Información

La supervivencia exige información, proporcional a la incertidumbre que generan nuestros hábitos y entornos.
Desde que Homo sapiens, una vez maduro, se cayó del árbol, tuvo que espabilar para encontrar comida y no ser comido. Esa nueva condición nos hizo cerebro y culoinquietos, buscadores obligados de nuevos horizontes, gregarios, chismosos y destripadores. Todo por obtener y compartir información. Eso nos ha traído a donde estamos.
Sapiens se ha instalado en la abundancia, el exceso, la cultura de la prevención extrema, el garantismo total.
El pre-sentimiento nos pre-ocupa. Lo posible nos mueve aunque sea improbable.

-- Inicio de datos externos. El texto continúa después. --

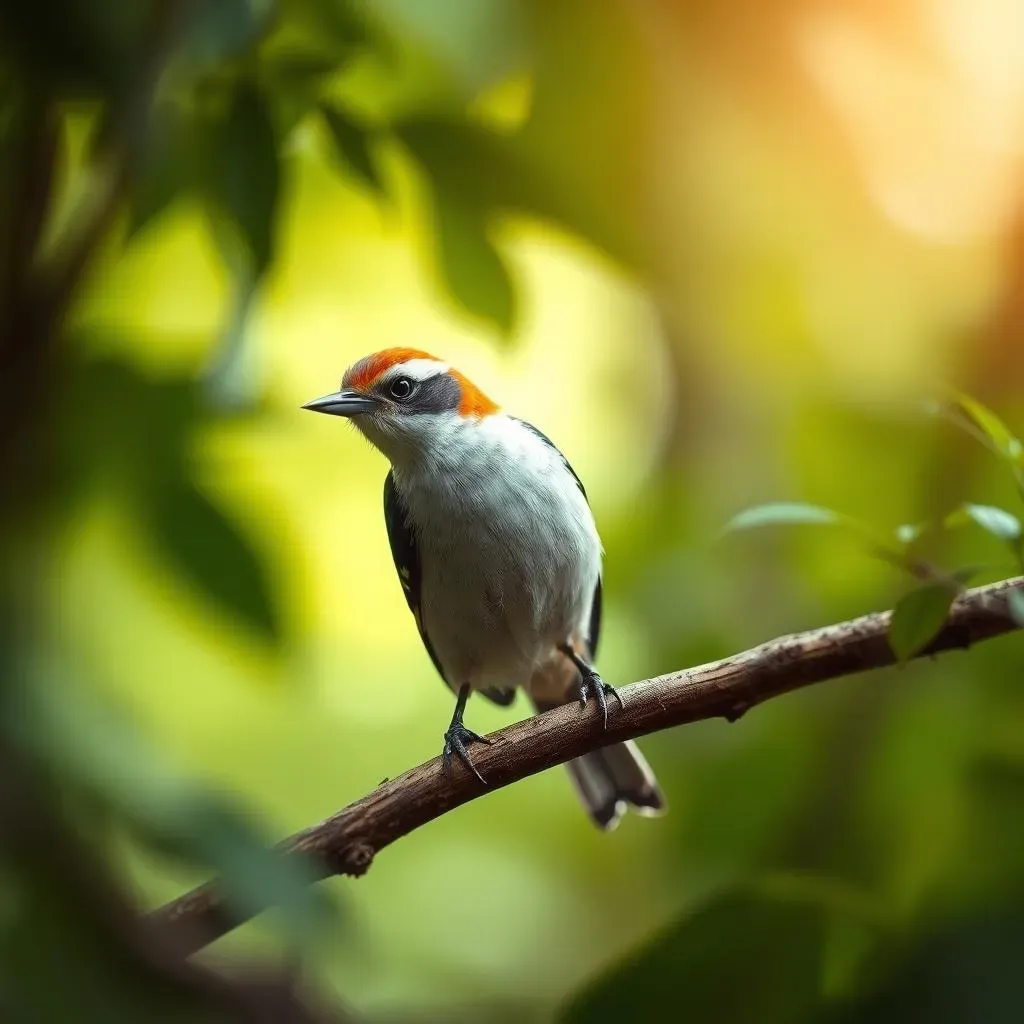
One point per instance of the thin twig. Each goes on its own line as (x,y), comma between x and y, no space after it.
(347,842)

Los sentidos no están preparados para detectar todos esos agentes y estados amenazantes sobre los que nos previenen nuestros tutores. Conocemos el futuro posible pero no su probabilidad real. Los tantos por ciento se nos dan fatal y sobredimensionamos la amenaza.
La expectativa ha desplazado al estímulo. Respondemos anticipadamente ante una posible realidad.
Los síntomas ya no desvelan lo que sucede sino lo que se teme.
La marea informativa no parece encontrar la medida justa, Los tutores no acaban de saciar su furor preventivo.
Sapiens se encuentra fatal, cansado, desanimado y dolorido.
Los tutores lo achacan al estrés, las hormonas, las antenas de móviles, las conjunciones astrales o los ácidos grasos insaturados y recomiendan más información.
Puede que haya llegado el momento de empezar a hacer dieta informativa, seguir un régimen, para volver a encontrarse bien, en forma.
El problema es a quién le pedimos consejo para esa dieta.